Tesla maintains the crash was the driver’s fault, and it’s been remarkably open about this stance. It even released information about the accident that would usually be kept under wraps until after the NTSB investigation. The vehicle was in Autopilot mode when it struck a concrete barrier on March 23rd. Tesla has long maintained that drivers need to be ready to take the wheel at any moment in Autopilot mode, and in this case, it appears that the car incorrectly detected lane markers and drove straight into a concrete divider. It’s unclear why the car didn’t identify the obstacle and apply the brake automatically.
According to Mountain View fire chief Juan Diaz, putting out the resulting fire was no simple feat. A Tesla Model X can have as much as 100 kWh of power, and it can all be released as heat in the event of an accident. Firefighters on the scene initially believed they had extinguished the fire in about two minutes, but the interior of the battery still suffered from thermal runaway. It actually continued to smolder and reignite throughout the day.
Even after the car was removed from the highway, it continued to pose a danger. Investigators had to call Tesla engineers to come and dismantle the damaged battery after it ignited several more times over several days. After taking the battery apart, individual cells still overheated and caught fire up to six days after the crash.
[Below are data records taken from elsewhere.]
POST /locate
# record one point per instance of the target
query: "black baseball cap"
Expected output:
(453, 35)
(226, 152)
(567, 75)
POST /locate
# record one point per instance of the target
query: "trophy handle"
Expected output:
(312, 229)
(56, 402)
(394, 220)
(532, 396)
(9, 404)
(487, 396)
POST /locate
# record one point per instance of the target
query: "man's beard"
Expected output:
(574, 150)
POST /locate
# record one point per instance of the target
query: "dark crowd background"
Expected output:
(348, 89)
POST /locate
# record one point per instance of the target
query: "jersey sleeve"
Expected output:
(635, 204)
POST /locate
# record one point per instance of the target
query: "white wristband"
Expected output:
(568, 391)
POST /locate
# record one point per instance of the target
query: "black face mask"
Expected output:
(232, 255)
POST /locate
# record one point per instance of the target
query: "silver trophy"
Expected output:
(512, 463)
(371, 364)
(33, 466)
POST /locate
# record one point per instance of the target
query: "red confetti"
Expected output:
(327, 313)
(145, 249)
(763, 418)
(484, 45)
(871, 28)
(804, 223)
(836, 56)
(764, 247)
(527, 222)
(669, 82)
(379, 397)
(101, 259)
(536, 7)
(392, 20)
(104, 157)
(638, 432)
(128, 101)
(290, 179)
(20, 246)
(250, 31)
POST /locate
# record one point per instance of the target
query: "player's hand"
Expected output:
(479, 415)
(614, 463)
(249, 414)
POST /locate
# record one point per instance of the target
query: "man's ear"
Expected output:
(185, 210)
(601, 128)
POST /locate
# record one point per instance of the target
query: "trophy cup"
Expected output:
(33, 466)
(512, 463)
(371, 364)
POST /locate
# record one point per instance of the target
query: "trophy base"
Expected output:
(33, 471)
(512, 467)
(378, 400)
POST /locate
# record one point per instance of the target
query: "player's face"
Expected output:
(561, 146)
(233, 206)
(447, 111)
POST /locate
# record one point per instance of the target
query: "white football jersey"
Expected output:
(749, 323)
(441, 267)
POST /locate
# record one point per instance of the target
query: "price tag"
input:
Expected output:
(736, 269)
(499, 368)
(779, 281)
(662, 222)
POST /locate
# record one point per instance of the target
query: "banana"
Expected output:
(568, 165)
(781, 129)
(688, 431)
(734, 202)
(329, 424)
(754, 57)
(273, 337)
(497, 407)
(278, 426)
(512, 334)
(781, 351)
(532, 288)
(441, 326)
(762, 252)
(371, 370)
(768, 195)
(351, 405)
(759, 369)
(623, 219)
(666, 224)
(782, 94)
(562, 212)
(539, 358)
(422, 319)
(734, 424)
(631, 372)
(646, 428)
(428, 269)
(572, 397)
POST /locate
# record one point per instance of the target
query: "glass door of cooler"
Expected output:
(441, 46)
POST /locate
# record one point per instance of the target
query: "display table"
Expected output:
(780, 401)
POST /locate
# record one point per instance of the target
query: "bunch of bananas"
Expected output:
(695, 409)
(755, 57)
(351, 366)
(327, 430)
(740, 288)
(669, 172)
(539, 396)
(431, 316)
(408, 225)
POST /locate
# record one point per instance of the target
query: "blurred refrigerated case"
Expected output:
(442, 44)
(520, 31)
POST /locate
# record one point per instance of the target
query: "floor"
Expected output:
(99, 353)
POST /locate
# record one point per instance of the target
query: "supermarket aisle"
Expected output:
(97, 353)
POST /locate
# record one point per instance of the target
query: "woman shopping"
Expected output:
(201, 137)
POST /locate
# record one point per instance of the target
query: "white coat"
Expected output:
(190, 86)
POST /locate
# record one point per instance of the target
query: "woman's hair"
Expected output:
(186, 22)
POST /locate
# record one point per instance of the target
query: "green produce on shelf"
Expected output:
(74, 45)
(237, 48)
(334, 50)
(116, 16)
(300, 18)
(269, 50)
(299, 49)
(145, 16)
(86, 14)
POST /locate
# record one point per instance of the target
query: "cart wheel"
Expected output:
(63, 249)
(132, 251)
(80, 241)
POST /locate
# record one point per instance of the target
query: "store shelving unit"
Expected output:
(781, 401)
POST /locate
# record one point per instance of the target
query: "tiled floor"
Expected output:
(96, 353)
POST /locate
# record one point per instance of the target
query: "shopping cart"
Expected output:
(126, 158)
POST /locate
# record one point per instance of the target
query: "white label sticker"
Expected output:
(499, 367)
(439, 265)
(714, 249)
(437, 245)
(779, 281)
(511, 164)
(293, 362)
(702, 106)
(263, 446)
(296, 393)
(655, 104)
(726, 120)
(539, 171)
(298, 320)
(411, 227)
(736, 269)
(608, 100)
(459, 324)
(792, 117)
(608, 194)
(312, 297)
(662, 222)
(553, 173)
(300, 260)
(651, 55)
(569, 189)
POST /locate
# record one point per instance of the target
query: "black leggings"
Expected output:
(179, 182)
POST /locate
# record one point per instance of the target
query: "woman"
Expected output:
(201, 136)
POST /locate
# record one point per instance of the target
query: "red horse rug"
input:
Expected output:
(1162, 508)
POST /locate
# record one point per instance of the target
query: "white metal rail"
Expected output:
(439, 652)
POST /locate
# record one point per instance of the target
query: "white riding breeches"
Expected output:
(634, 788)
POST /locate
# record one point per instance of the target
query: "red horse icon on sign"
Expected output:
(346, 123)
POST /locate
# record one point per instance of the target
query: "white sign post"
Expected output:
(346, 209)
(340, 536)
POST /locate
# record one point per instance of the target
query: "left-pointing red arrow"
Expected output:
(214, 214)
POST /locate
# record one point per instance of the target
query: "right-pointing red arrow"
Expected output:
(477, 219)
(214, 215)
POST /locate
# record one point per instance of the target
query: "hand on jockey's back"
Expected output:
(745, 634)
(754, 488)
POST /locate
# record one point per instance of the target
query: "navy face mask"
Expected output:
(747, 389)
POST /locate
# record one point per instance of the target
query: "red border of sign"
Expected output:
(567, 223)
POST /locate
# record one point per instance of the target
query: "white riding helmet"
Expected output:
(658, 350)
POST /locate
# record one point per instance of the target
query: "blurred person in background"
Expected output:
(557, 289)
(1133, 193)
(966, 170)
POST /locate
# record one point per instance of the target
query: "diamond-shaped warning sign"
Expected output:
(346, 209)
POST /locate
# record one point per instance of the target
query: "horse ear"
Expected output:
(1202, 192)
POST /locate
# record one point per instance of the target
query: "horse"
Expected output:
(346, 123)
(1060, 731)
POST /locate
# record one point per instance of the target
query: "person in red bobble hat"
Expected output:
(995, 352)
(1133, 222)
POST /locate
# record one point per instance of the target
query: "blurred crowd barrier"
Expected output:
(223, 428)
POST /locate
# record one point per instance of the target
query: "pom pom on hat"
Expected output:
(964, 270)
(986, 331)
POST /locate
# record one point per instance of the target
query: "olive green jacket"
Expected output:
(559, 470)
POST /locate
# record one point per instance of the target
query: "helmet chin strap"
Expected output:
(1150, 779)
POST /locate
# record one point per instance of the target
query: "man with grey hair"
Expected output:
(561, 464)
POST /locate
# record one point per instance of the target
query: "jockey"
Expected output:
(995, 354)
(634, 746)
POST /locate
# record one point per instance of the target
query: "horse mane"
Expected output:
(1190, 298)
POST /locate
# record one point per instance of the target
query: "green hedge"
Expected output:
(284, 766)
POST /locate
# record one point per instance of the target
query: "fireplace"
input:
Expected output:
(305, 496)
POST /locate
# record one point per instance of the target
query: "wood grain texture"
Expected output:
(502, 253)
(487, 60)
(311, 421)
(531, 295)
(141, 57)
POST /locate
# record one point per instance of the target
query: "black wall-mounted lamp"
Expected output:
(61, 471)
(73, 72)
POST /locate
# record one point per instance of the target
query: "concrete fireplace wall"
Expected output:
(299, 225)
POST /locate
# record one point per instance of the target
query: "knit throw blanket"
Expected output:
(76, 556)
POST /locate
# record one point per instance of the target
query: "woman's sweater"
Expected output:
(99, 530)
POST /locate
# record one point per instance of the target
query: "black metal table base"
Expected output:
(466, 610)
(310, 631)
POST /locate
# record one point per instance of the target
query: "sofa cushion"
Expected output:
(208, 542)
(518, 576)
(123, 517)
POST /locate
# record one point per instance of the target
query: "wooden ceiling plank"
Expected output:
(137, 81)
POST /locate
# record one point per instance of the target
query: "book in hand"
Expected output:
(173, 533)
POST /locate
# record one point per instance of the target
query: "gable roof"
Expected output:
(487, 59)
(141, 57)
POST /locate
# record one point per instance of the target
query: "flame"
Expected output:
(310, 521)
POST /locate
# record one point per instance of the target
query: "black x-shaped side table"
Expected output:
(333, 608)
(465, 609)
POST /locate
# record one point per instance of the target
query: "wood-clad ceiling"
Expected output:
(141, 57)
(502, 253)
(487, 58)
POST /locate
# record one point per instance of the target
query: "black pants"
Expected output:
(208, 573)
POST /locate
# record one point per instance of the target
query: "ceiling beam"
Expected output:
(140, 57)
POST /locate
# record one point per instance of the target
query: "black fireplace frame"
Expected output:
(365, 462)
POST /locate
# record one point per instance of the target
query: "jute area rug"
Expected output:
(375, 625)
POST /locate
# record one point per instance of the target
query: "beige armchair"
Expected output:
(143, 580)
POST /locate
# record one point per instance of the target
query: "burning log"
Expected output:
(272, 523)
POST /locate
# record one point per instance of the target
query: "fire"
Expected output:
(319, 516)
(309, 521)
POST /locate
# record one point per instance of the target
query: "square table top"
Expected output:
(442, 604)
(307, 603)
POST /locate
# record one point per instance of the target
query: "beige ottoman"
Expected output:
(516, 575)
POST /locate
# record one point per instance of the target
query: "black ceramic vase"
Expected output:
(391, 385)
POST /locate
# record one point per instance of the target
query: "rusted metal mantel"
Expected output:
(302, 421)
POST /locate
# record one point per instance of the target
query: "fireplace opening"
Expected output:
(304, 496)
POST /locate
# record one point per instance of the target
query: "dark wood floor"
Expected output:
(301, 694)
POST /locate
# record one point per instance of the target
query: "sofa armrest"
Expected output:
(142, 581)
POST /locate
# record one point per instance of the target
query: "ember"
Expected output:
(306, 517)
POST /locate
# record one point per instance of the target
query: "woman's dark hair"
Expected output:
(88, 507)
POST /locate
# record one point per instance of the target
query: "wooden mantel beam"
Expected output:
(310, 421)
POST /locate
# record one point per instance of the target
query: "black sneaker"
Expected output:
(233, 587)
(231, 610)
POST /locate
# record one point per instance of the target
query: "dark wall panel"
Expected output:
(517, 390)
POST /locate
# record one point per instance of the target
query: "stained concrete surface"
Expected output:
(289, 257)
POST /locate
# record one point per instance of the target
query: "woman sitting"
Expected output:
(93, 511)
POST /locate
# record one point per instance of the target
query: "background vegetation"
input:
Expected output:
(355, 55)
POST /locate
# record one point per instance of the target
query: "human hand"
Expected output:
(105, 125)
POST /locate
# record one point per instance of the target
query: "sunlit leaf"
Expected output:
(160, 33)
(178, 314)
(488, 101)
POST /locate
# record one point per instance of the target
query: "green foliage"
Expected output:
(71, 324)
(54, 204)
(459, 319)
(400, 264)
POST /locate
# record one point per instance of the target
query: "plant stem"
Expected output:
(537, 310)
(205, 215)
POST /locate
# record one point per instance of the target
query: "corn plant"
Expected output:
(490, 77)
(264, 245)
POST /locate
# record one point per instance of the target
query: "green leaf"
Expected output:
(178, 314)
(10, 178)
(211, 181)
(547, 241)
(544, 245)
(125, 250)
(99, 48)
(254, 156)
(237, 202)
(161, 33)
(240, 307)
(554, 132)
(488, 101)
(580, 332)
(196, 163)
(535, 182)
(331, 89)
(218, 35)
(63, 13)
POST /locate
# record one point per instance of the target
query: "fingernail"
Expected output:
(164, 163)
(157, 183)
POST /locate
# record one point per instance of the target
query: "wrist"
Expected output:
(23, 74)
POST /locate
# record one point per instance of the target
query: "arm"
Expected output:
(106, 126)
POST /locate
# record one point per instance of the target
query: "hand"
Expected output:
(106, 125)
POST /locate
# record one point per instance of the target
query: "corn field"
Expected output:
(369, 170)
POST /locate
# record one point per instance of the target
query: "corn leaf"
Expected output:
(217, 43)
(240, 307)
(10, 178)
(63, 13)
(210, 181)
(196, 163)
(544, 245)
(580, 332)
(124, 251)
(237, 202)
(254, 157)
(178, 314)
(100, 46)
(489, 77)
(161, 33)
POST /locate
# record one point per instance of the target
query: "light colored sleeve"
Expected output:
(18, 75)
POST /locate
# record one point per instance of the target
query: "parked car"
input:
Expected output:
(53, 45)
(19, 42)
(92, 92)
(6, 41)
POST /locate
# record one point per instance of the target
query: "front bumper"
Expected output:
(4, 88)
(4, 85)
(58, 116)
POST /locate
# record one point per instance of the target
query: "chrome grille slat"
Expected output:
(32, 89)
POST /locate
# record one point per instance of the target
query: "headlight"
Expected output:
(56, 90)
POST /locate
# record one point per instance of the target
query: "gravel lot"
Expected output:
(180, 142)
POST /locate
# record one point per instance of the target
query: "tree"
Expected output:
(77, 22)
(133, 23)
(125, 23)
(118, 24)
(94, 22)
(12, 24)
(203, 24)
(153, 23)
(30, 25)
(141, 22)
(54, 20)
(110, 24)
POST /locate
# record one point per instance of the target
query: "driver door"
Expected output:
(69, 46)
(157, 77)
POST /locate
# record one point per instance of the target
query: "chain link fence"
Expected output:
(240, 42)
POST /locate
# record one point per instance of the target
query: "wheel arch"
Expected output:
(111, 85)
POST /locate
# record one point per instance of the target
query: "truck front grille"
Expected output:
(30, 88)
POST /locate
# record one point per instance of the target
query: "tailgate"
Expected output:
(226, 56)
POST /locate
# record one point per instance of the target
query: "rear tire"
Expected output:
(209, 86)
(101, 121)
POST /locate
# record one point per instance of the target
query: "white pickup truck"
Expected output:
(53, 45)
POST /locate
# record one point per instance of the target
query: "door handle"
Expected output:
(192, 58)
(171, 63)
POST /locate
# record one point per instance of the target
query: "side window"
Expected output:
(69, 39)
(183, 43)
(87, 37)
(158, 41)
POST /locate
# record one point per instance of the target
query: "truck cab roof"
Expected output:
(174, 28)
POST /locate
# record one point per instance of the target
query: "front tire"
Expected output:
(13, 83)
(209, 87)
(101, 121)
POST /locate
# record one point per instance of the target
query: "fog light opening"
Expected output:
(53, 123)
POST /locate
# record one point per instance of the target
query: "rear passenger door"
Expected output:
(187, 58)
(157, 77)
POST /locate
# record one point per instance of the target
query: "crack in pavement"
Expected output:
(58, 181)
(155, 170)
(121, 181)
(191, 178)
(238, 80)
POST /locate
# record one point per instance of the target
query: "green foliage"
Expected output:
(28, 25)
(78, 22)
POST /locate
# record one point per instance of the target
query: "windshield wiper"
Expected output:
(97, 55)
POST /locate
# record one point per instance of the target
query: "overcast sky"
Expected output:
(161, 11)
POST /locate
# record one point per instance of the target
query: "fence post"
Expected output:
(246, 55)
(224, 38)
Tesla offers online training for first responders to learn how they should deal with lithium-ion battery fires. It also notes that it has designed its batteries in such a way that fires spread slowly and allow occupants time to leave the vehicle. In the March crash, the impact killed the driver, not a damaged battery.
There’s not much Tesla can do about the nature of lithium-ion batteries, and it’s not like gasoline isn’t flammable. It may be forced to make changes to Autopilot, though.